Similarly, platforms like Garantex have faced continued enforcement action, indicating that regulators are ready to dismantle the financial system used by cybercriminals.
Stablecoin issuers have emerged as a vital part of this enforcement strategy, effectively acting as adjuncts in efforts to freeze stolen capital. Tether froze USDT on 576 Ethereum addresses, while Circle froze USDC on 214 addresses throughout the year.
These actions have produced tangible results. Over the course of 18 major incidents, approximately $387 million of the $1.957 billion in stolen funds was frozen or recovered.


Although the 13.2% recovery rate remains modest, it represents a significant capacity shift: the industry can now suspend or reverse a portion of criminal flows when compliant intermediaries are in the path of the transaction.
Regulatory expectations have tightened as a result. Robust anti-money laundering (AML) and know-your-customer (KYC) frameworks, tax transparency and custody controls have evolved from competitive advantages to basic survival requirements.
Infrastructure providers, wallet developers and bridge operators are now within the same regulatory reach as exchanges.
The solvency test and the future landscape
The divergence between the Bybit hack and FTX collapse offers the most critical lesson of 2025.
In 2022, the loss of customer funds exposed a hollow balance sheet and fraud, leading to immediate insolvency. By 2025, Bybit’s ability to absorb a $1.46 billion loss suggests that leading platforms have accumulated enough capital to treat massive security failures as operational costs of survival.
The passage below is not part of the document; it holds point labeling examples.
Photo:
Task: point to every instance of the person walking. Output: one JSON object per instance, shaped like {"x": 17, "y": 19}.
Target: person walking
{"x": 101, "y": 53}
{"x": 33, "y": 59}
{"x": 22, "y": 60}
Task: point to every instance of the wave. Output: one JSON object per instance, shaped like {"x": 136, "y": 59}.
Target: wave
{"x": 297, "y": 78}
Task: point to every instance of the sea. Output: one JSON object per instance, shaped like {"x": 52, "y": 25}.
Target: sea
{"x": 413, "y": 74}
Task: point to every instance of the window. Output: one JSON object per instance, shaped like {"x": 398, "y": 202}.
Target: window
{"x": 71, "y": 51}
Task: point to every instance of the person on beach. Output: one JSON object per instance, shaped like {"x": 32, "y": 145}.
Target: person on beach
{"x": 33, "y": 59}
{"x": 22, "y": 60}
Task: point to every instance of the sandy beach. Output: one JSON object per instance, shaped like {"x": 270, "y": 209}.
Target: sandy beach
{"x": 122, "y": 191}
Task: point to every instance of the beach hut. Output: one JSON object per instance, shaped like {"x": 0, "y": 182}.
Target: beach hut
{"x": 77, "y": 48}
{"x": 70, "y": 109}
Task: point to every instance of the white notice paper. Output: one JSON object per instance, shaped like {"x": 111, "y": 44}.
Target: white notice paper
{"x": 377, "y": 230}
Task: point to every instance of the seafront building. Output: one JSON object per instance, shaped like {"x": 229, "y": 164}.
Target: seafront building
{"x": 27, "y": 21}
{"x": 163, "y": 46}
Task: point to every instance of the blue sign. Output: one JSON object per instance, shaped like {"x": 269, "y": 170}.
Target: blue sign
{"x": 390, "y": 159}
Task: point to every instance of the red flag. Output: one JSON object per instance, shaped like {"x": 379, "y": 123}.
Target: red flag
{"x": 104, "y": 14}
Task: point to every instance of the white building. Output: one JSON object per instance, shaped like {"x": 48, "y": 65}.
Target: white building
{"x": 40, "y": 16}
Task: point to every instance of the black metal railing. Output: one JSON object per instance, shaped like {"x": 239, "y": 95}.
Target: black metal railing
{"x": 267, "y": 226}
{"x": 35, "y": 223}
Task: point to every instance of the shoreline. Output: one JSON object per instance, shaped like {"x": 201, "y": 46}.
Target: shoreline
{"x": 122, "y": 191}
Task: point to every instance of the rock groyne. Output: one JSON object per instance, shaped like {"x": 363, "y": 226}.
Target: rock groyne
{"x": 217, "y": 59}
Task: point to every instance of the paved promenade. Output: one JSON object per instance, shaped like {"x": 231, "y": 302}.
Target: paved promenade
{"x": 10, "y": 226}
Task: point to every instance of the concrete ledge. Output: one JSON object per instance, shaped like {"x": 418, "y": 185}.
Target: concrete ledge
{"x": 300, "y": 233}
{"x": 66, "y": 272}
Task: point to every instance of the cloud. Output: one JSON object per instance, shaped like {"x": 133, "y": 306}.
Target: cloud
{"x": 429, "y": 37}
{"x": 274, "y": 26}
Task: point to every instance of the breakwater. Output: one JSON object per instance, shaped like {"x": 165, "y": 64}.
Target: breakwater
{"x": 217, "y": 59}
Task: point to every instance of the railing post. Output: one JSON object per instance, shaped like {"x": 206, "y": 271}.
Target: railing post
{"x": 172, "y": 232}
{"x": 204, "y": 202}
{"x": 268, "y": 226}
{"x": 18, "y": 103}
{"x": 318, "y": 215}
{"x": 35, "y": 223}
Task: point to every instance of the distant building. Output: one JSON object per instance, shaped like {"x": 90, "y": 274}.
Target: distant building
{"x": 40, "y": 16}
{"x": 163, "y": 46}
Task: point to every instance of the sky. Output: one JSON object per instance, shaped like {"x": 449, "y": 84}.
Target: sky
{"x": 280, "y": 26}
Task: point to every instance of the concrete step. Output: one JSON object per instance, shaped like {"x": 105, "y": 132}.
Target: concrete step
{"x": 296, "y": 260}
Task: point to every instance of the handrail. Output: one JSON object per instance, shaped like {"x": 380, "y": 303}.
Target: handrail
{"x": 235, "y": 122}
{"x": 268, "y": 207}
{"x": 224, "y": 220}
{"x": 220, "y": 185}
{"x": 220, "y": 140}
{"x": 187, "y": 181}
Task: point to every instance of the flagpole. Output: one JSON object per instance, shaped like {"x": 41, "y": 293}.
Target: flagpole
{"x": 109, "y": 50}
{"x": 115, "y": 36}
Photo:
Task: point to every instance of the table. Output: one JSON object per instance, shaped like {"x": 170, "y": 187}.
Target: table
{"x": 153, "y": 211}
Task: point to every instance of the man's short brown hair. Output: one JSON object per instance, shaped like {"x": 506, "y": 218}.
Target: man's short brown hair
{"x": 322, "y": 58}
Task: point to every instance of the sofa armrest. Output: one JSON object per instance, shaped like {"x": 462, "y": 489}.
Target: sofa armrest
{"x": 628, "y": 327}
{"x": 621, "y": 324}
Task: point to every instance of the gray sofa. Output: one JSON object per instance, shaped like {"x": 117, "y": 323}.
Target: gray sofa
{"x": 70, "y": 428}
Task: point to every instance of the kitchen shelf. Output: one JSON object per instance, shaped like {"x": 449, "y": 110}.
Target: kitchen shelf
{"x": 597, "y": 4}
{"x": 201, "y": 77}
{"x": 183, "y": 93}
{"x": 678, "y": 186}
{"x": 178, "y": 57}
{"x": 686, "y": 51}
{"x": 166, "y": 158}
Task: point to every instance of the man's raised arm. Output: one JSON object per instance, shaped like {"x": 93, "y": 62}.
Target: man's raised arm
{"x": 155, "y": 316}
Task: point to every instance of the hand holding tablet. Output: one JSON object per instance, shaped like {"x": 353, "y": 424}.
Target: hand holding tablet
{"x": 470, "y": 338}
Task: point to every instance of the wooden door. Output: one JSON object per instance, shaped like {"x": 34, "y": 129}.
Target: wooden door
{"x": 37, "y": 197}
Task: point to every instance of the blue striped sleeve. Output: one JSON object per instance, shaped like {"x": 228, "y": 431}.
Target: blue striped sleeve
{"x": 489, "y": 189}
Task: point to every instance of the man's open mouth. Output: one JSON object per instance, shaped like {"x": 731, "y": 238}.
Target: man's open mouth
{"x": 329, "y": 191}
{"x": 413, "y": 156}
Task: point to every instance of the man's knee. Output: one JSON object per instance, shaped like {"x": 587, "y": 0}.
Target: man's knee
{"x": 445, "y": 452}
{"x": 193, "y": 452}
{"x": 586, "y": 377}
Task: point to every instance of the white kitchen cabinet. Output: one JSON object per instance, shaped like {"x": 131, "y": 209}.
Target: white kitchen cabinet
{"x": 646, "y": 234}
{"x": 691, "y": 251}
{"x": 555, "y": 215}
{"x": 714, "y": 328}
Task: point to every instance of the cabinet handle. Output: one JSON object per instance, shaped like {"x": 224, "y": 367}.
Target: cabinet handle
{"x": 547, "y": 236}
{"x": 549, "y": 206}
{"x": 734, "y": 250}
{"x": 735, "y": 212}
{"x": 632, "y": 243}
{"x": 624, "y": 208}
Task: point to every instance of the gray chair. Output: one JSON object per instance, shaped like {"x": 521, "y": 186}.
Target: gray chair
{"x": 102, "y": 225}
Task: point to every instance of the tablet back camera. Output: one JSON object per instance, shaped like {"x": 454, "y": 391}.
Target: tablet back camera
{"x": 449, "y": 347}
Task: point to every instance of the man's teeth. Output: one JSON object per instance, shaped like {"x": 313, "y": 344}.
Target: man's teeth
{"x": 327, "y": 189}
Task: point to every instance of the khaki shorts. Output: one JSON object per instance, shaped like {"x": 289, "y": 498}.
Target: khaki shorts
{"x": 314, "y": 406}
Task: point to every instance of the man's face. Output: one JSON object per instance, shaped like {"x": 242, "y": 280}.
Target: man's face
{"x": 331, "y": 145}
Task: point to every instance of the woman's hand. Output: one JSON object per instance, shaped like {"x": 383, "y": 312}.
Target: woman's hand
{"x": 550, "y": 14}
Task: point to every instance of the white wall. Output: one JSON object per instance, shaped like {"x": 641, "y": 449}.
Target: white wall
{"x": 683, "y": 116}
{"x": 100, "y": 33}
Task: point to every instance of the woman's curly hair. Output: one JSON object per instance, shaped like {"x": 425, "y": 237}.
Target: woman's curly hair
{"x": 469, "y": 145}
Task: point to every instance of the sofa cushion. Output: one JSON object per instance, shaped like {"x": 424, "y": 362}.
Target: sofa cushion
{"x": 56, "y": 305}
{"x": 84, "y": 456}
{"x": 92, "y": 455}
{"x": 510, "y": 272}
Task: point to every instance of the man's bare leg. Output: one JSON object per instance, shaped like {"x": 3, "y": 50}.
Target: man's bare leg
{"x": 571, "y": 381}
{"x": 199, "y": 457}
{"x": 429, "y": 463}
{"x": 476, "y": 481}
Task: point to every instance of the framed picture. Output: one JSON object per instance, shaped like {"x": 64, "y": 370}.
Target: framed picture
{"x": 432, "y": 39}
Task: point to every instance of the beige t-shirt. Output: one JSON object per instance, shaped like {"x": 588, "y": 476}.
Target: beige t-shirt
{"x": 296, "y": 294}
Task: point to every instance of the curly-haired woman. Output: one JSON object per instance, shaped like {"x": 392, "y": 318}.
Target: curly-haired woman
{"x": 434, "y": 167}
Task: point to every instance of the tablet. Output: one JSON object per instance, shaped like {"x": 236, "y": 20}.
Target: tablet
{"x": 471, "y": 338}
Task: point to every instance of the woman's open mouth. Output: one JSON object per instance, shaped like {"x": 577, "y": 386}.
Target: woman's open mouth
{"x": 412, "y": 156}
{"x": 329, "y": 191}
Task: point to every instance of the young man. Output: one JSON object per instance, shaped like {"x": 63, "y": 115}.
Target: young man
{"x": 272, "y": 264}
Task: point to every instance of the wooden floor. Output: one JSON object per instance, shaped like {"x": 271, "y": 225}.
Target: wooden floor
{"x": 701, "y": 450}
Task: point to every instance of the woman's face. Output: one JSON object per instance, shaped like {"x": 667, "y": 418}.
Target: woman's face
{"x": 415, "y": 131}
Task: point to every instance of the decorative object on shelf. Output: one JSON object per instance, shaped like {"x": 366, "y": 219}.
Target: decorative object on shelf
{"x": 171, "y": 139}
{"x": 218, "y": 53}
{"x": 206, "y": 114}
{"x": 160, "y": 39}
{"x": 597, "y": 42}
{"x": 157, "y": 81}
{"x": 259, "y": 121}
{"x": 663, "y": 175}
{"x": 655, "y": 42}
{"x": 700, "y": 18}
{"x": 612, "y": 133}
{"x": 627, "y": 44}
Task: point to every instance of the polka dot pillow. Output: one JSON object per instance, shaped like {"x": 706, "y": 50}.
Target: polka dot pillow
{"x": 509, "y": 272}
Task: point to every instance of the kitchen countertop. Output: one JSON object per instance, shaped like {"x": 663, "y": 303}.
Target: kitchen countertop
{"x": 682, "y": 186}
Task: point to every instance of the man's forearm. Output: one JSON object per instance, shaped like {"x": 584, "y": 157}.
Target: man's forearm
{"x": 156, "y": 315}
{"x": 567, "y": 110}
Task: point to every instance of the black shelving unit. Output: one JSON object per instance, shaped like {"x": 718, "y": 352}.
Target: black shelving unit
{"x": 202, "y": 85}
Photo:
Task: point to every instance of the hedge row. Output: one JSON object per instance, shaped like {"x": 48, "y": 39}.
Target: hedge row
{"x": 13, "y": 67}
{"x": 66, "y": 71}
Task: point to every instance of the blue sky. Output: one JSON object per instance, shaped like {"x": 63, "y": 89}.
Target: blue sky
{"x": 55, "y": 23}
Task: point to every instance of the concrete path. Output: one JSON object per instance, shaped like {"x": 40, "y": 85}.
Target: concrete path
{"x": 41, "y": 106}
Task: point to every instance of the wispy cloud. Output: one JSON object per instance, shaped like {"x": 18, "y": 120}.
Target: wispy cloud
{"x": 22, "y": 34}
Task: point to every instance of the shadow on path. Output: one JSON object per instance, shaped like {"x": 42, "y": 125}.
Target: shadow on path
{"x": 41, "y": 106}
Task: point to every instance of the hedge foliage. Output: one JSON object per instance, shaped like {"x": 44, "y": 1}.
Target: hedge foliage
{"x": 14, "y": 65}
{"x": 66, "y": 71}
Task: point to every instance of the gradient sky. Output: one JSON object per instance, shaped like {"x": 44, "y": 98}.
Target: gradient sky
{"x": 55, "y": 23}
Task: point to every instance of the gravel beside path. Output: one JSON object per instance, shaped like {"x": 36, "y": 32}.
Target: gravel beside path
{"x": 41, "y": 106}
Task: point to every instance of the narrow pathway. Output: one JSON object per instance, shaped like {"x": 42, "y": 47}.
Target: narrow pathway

However, this resilience comes with a caveat, as the concentration of risk has never been higher. Attackers are now targeting centralized choke points, and state actors are devoting immense resources to breaching them.
For manufacturers and businesses, the era of “move fast and break things” is definitely over. Security and compliance are now thresholds for market access. Projects that cannot demonstrate strong key management, permission design, and credible AML frameworks will find themselves cut off from banking partners and users.
For investors and users, the lesson is stark: passive trust is a liability. The combination of AI-driven social engineering, supply chain poisoning, and industrial-scale hacking means that capital preservation now requires active and ongoing vigilance.
2025 has proven that even as the crypto industry has built stronger walls, the enemies outside the gate have brought bigger battering rams.